11 de janeiro de 2022

Pobreza em Londres

    “Não costumamos apregoar que em Inglaterra não há fome? E os nossos governantes, nos intervalos das viagens ao estrangeiro, não fazem belos discursos sobre o alto nível de vida e bem estar geral dos cidadãos do país? Enfim, a burocracia, em troca dos milhões que lhe damos todos os anos, decretou oficialmente abolição total dessa horrível praga chamada fome. Mas não é verdade. Pôs-se, sim, fim a um dos espetáculos mais miseráveis da Europa de há trinta anos: o dos desgraçados que dormiam no Thames Embankment. Já não é permitido, pelos regulamentos da polícia, que Lázaro ofenda os delicados olhos do Rico. As formas mais desagradáveis e abjetas de miséria foram realmente banidas das ruas principais, e o Rico pode agora regozijar-se, lendo nos relatórios governamentais, que Lázaro deixou de existir, ou pelo menos, as suas medonhas chagas foram esterilizadas e encontra-se finalmente bem alimentado e alojado. Se, no entanto, descermos até aos sórdidos bairros de Spitalfields, depararemos com uma dura realidade, bem diferente da geralmente apregoada. Mas ali, que importa? Não turistas americanos para se impressionarem. Spitalfields fica muito longe de Westminster, e o Rico nunca verá Lázaro. Portanto, tudo resultará bem.
    Também nessa tarde fui a Spitalfields. Eram três horas quando tomei lugar na bicha, para conseguir uma senha de entrada por alguns guinéus, num Abrigo Nocturno. Ia disfarçado com fatos andrajosos e até levava uma história convincente para contar, se se deparasse oportunidade para tal. Mas os homens que passavam o dia inteiro a andar, esfomeados, pelas ruas, não eram conversadores. Viam-se, em todos os vãos das portas, farrapos humanos que se abrigavam da chuva, esperando a sua vez.
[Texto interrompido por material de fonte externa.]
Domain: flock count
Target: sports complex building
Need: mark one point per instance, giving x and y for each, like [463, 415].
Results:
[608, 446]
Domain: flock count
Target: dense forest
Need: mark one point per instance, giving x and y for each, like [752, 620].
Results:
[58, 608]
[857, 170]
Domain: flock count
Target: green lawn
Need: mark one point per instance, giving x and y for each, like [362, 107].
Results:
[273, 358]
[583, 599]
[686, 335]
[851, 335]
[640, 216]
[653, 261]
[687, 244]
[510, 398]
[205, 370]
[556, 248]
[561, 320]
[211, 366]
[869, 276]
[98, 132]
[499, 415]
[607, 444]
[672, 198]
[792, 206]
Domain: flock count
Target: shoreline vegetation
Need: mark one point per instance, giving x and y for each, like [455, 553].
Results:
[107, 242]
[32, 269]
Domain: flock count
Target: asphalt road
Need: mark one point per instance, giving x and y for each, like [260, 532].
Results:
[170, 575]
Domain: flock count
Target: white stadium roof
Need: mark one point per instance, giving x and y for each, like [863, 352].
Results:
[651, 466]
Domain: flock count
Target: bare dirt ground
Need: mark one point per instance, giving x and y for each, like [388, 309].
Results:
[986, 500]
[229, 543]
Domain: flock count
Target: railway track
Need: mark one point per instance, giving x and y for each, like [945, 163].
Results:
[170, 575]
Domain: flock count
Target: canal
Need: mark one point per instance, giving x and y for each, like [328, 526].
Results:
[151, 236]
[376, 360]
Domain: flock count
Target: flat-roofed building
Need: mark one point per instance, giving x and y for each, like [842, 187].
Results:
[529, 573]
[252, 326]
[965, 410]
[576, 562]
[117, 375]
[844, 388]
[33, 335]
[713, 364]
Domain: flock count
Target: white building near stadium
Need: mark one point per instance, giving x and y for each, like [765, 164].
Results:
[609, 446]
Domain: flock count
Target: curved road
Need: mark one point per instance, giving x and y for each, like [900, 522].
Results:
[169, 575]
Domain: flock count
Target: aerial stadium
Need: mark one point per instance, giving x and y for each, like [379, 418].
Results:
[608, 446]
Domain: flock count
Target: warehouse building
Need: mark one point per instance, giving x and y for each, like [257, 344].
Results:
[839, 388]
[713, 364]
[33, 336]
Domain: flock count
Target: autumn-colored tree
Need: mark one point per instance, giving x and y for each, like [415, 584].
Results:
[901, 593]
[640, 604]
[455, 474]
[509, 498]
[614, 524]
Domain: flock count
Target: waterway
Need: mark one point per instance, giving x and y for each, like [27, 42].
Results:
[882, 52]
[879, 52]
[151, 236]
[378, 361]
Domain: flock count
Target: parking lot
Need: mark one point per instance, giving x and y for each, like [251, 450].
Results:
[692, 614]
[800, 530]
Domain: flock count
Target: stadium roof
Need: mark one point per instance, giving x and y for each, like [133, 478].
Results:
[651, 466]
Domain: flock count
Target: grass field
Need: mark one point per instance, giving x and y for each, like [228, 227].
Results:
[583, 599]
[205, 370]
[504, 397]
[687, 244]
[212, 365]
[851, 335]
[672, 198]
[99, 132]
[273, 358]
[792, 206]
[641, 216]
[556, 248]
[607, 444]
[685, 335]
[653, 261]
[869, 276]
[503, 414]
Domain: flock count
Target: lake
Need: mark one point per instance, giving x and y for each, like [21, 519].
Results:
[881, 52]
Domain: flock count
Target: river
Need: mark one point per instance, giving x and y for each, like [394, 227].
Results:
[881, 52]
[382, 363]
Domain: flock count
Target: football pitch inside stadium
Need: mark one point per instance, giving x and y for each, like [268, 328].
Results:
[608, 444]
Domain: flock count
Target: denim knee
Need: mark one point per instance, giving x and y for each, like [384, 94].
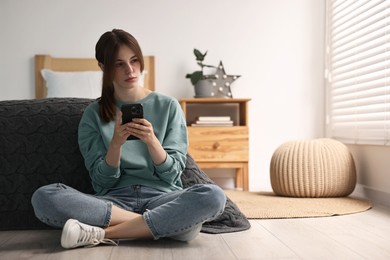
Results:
[214, 199]
[42, 203]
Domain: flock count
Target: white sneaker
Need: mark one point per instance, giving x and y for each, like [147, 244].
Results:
[76, 234]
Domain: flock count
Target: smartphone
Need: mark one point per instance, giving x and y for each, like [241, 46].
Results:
[130, 111]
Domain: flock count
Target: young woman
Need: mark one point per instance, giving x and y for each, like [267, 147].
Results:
[139, 193]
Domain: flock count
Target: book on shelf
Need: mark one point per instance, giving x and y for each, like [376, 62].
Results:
[214, 118]
[212, 124]
[213, 121]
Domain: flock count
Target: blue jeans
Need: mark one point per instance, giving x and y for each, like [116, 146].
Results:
[177, 214]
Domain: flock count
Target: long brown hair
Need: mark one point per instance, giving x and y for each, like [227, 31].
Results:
[106, 52]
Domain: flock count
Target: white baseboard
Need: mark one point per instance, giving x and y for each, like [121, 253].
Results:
[376, 196]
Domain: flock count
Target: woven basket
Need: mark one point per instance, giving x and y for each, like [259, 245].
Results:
[313, 168]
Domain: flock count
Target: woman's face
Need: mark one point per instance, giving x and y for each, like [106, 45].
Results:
[127, 69]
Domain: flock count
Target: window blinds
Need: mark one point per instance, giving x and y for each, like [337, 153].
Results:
[358, 71]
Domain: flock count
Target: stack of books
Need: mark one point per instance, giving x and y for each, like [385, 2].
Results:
[213, 121]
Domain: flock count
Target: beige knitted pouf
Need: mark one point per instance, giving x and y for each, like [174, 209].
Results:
[313, 168]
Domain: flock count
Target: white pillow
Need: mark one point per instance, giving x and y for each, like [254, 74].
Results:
[81, 84]
[84, 84]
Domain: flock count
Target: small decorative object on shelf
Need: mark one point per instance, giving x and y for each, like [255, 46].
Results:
[212, 85]
[213, 121]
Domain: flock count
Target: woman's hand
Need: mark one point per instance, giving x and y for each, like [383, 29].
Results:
[121, 132]
[142, 129]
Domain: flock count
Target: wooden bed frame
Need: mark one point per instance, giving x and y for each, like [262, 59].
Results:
[79, 64]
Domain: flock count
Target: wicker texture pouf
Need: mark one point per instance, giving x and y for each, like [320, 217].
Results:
[313, 168]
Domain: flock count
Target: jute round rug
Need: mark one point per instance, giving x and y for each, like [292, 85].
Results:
[258, 205]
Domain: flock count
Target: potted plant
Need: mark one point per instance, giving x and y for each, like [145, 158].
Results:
[216, 84]
[198, 75]
[200, 81]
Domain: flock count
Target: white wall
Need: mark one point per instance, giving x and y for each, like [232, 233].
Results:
[276, 45]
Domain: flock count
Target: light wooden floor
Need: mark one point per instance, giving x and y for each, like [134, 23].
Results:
[358, 236]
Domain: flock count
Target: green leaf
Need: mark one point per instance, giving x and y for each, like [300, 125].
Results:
[199, 56]
[196, 76]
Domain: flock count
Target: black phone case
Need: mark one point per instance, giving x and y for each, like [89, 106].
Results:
[130, 111]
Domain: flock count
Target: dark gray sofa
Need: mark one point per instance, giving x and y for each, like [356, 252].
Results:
[38, 146]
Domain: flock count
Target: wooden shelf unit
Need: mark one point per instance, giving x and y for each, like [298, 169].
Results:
[220, 146]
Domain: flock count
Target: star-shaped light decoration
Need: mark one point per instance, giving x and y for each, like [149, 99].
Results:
[221, 82]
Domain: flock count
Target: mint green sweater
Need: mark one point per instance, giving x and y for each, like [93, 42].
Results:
[136, 166]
Era óbvio que apenas uma razão levava aquela gente a manter-se desesperadamente, na bicha, às três horas da tarde, mira de conseguir um pedaço de pão, uma tigela de cacau e uma tarimba de madeira: não tinham outro lugar para onde ir. Julgo ter-me comportado com naturalidade: peguei no bocado de pão e no cacau e estendi-me na tarimba de madeira. Passei a noite no Abrigo e, na manhã seguinte saí com os outros homens, obrigados a vagabundear um dia mais, sem parar, pelas desoladoras ruas da cidade. A única diferença entre nós, era que eu regressava à minha respeitável e suburbana casinha para tomar um bom banho, uma refeição decente e dormir algumas horas numa cama autêntica; eles, coitados, teriam de continuar a interminável caminhada, para não serem presos como vagabundos sem casa. Não lhes é permitido contradizer as maravilhosas estatísticas sobre riqueza e bem-estar geral do gabinete de Ministros!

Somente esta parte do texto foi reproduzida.